Il est temps d'arrêter ces observations. Un mot nous semble pourtant encore nécessaire. Le sentiment : « C'est mon groupe, qu'il ait raison ou tort », la loyauté qui autorise toutes les combinaisons, qui, contre l'évidence, bâillonne le doute et censure les divergences, est à coup sûr responsable de telles erreurs. On ne doit cependant pas s'y limiter comme on se plaît à le faire. C'est que nous avons une représentation de la vérité qui commande nos discussions et nos échanges. Elle a pour signe le consensus omnium et chacun lui obéit sans hésiter. En toute sincérité, on se croit obligé de se conduire de manière intolérante envers quiconque fait obstacle à ce consensus, la vérité ne pouvant se manifester tant que quelqu'un le refuse. Chacun a connu une telle situation où, de peur qu'une idée qu'il désapprouvait mais que les autres souhaitaient ardemment voir triompher soit rejetée par sa faute, il n'a pas osé la contredire et en dénoncer le caractère néfaste. Il est beaucoup plus étrange et déconcertant de voir certains en prendre le risque, quelles qu'en soient les conséquences.

Qualifier d'absolument mauvaise une décision historique, après qu'elle a produit ses effets, est toujours hasardeux. Ce qui semble au premier coup d'œil un échec total peut révéler, d'un autre point de vue, une réussite insoupçonnée. Dire en outre que l'échec résulte du conformisme de la pensée collective est une recette infaillible pour redorer le blason des vieux préjugés et entonner la vieille complainte sur les défaillances de la psychologie des hommes en société. Quoi qu'il en soit, il reste le paradoxe suivant : des individus en principe logiques et pondérés, après s'être renseignés et avoir délibéré, ayant en main toutes les informations utiles, se sont mis d'accord sur une proposition qui n'est ni pondérée ni logique. Il semble donc futile de [24] généraliser aux raisonnements et aux choix collectifs les déductions tirées des raisonnements et des choix des individus. Ce ne sont pas leurs qualités, ni les connaissances dont ils disposent qui importent, mais les relations d'échange et de connivence qui les amènent à éviter les dissonances pour satisfaire l'esprit de corps. À cet égard, l'abstention et la combinaison mettent en évidence les confusions à propos du postulat de rationalité sur lequel nos théories autant que nos pratiques s'appuient. D'un côté on évite l'accord, et de l'autre le désaccord ; d'un côté on renonce à la faculté de choisir, et de l'autre à celle de discuter ; d'un côté on se soustrait à la recherche du consensus, et de l'autre on répugne à s'engager dans un conflit. Des deux côtés, celui-ci est hâtivement résolu par la soumission de ceux qui s'abstiennent et la démission de ceux qui se font complices, sans mettre en concurrence les diverses positions ni les réconcilier vraiment.

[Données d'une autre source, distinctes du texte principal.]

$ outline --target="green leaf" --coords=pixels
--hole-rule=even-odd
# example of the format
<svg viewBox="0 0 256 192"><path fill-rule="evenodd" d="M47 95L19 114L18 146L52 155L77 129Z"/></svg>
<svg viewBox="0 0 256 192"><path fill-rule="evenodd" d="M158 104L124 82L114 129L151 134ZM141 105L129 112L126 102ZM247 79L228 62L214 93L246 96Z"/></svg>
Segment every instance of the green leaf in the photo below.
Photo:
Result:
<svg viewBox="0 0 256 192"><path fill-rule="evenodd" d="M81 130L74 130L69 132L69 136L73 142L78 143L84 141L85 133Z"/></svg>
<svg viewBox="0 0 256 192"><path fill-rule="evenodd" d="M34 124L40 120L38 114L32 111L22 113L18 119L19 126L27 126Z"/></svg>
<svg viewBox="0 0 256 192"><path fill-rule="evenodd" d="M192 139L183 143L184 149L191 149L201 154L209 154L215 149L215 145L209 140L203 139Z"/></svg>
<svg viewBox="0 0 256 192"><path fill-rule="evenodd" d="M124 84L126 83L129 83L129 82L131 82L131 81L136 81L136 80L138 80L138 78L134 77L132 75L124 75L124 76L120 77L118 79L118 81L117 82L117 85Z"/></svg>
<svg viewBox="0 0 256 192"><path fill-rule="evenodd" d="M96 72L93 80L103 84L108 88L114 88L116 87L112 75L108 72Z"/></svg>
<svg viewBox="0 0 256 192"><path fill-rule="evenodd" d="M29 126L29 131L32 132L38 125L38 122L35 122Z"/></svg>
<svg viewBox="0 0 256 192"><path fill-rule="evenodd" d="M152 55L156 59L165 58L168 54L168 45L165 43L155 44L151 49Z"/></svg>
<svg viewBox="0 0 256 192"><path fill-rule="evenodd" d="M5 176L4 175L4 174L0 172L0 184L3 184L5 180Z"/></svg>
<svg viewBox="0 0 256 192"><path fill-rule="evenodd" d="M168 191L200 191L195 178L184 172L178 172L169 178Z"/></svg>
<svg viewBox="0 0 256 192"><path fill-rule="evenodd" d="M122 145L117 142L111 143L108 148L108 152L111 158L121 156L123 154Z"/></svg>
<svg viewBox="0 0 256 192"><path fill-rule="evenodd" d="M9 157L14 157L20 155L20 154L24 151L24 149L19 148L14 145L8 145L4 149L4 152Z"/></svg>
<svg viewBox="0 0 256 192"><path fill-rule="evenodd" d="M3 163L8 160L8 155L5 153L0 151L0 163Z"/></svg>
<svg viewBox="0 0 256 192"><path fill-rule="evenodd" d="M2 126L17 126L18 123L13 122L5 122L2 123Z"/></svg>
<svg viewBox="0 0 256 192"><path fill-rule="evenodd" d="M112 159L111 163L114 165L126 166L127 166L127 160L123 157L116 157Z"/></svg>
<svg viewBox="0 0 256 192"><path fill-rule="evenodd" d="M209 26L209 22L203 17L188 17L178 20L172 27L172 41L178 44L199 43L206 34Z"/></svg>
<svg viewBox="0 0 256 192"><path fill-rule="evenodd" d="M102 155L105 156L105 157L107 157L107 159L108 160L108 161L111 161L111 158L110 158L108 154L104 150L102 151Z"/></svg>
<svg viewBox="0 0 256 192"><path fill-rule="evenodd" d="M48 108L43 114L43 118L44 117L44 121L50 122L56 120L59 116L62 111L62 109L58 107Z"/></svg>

Ce n'est pas le lieu de remonter à l'origine de ces confusions ni de les exposer. Elles viennent sans doute de ce que l'on laisse planer une ambiguïté sur le sens de la rationalité. C'était d'une philosophie saine, mais candide, que de l'appuyer sur la quantité de connaissances dont on dispose. D'imiter en somme la science et de traiter les dilemmes de l'économie, de la politique, de l'éthique, comme un savant traite ceux de la physique. Or un autre sens existe qui tient compte du fait que nous sommes des individus doués de la parole, libres de s'exprimer et utilisant toutes les ressources du savoir et de l'expérience pour aboutir à une solution, qu'elle soit ou non possible selon la science. Ce qui lui donne une valeur, comme aux règles d'une grammaire ou aux prières d'une religion, c'est l'adhésion des sujets parlants ou des fidèles. Nous ne discutons pas le point de savoir si le premier sens est plus fondé que le second. Nous nous bornons à dire qu'ils sont employés sans grand souci de distinguer entre une rationalité de monologue et une rationalité de dialogue, immédiatement sociale. Une rationalité qui, à la lumière des faits mentionnés, rend possible un consensus comme but de la discussion et mode de relation moderne. Lorsque, dans une société, ni les traditions du passé, ni le sens de l'histoire, ni même les valeurs de progrès de la science ne suffisent, seule cette rationalité de dialogue amène les membres d'un groupe agissant ensemble à se mettre d'accord.

[25]


IV


Le moment est venu de souligner un point important. Supposons un instant qu'on applique le premier postulat des théories classiques : personne ne s'abstient ni ne combine pour mettre un terme aux dissensions. Et même chaque participant à un comité, à une assemblée, à un conseil d'experts, est encouragé à s'exprimer aussi pleinement qu'il le souhaite, à formuler des critiques vis-à-vis de ses partenaires. De sorte que, quelles que soient leurs positions, extrêmes ou modérées, ils peuvent les afficher, certains qu'elles seront prises en compte. C'est cela, un choix sans contrainte, c'est cela, la démocratie, mais aussi le débat scientifique. En découle-t-il que, dans ces conditions, le consensus sera, comme on le suppose, un compromis entre ces diverses positions ? Pour des raisons qui apparaîtront dans la suite de l'ouvrage, la réponse est non. On prévoit que le résultat ne sera pas la moyenne des positions mais une réponse spécifique, produite en collaboration au cours des débats entre les membres du groupe et proche des valeurs qu'ils partagent. C'est, pour être précis, une réponse extrême. Tel est le point de vue qui a été confirmé par un vaste ensemble d'expériences qui en ont fait un phénomène majeur.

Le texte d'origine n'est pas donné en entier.